Around 11:30 a.m., Broughton's lawyer said he first visited him at the hospital and asked him if he took part in "butt-chugging"  

"That was the first time he had of the words "butt chugging" which have become famous words across the United States and across the world," said McGehee.  

Monday, September 24: KPD sent a press release affirming the department's belief that wine enemas were involved.
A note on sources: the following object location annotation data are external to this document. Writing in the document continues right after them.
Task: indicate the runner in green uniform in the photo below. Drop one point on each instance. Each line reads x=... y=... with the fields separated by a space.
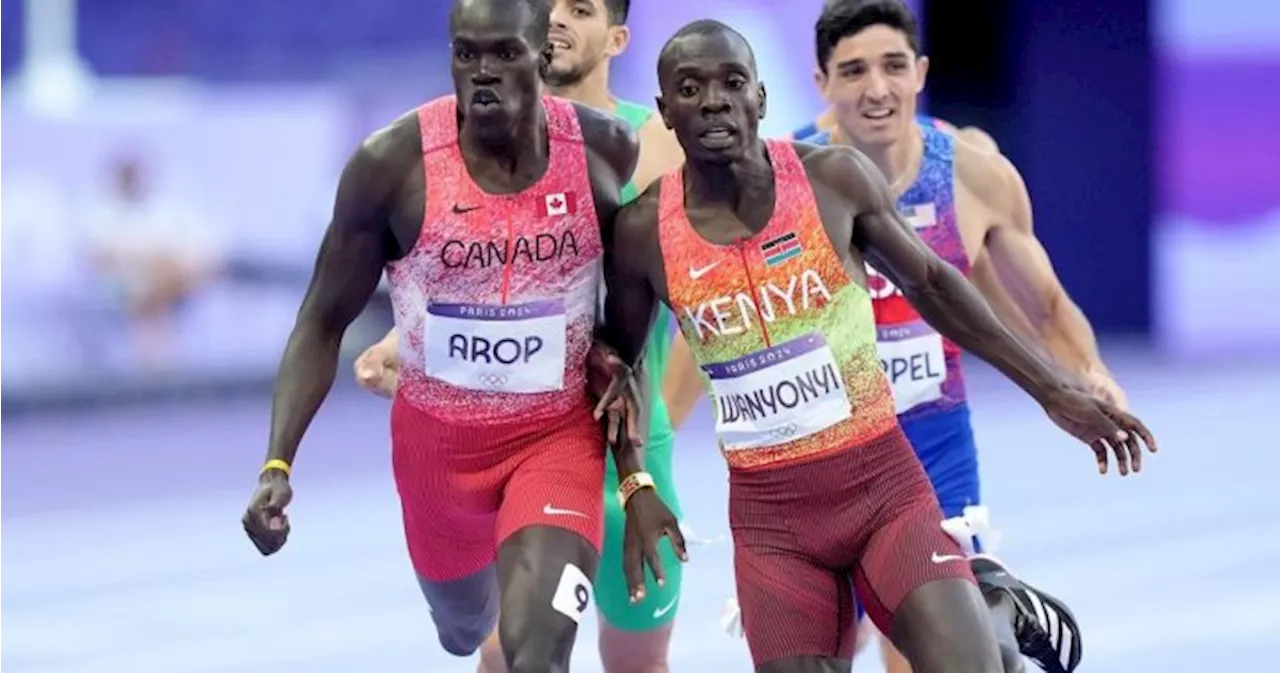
x=585 y=35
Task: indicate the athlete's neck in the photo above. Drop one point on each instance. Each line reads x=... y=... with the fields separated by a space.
x=899 y=160
x=745 y=186
x=590 y=90
x=520 y=150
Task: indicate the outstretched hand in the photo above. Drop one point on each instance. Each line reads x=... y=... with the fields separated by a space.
x=265 y=521
x=1104 y=426
x=613 y=384
x=649 y=520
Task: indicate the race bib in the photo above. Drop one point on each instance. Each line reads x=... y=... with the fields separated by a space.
x=777 y=395
x=913 y=361
x=513 y=348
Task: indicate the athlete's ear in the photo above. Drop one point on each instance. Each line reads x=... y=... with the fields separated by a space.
x=620 y=37
x=662 y=110
x=819 y=79
x=544 y=60
x=922 y=71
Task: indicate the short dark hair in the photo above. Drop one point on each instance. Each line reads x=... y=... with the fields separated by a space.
x=703 y=28
x=845 y=18
x=617 y=10
x=540 y=10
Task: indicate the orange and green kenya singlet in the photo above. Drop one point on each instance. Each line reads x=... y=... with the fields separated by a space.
x=785 y=339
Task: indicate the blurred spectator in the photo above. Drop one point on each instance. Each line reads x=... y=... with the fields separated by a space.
x=154 y=253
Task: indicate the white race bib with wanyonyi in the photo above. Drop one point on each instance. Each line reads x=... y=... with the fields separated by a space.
x=778 y=394
x=914 y=364
x=510 y=348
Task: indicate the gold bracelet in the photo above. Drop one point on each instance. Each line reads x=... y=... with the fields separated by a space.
x=275 y=463
x=632 y=484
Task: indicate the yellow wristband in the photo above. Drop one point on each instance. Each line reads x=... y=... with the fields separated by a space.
x=275 y=463
x=632 y=484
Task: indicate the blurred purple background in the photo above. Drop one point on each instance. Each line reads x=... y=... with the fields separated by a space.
x=167 y=173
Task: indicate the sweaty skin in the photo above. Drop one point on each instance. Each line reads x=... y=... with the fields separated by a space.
x=376 y=219
x=878 y=68
x=378 y=366
x=713 y=101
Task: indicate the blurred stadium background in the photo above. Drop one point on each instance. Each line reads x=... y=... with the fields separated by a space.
x=165 y=175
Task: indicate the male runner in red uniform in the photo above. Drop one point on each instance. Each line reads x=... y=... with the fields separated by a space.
x=484 y=207
x=759 y=248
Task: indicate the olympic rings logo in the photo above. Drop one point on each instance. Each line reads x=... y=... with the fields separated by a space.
x=492 y=380
x=784 y=431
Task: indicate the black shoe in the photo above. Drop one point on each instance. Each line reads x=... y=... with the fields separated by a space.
x=1045 y=627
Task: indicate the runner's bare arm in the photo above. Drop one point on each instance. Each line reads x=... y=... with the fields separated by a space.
x=612 y=152
x=681 y=387
x=630 y=303
x=659 y=152
x=938 y=291
x=1027 y=274
x=681 y=384
x=346 y=273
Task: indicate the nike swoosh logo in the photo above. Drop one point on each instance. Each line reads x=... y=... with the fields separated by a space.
x=664 y=609
x=557 y=512
x=699 y=273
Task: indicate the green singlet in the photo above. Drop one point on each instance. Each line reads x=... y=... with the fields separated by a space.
x=612 y=598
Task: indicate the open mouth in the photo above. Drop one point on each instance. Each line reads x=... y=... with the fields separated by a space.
x=560 y=42
x=484 y=99
x=878 y=114
x=718 y=136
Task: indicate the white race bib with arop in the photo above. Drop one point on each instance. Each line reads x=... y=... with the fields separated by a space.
x=914 y=364
x=778 y=394
x=510 y=348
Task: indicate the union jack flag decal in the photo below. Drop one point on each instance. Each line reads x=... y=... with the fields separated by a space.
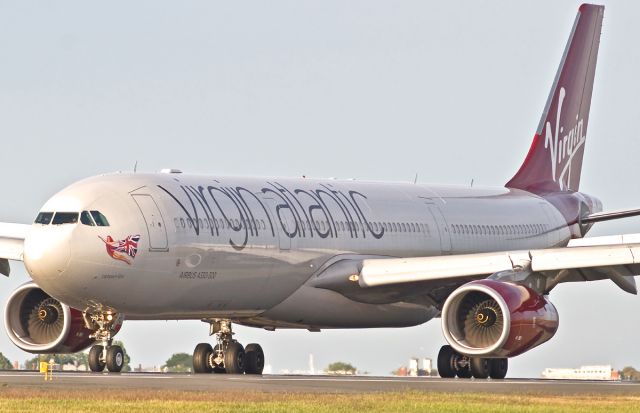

Broughton was identified in the release and KPD said the investigation had been turned over to UTPD.  

Tuesday, September 25: The University of Tennessee placed the fraternity on suspension.

Wednesday, September 26:  Broughton was questioned by UT Police investigators; he said he took part in a drinking game called "Tour De Franzia" but denied "butt chugging." Six other males questioned that day had the same story.

Thursday, September 27: UT police closed the case and handed it off to judicial affairs and the Knox County District Attorney's office.    

Friday, September 28: UT officials shut down the chapter and ordered the PIKE house to close.

Tuesday, October 2:  Broughton and his lawyer called an on-campus news conference to refute the claims against him, lashing out at the media, UT administrators and police for damaging his reputation.

McGehee told 6 News Wednesday that he plan to take legal action. Right now, he said he is trying to determine the causes of action against various potential defendants.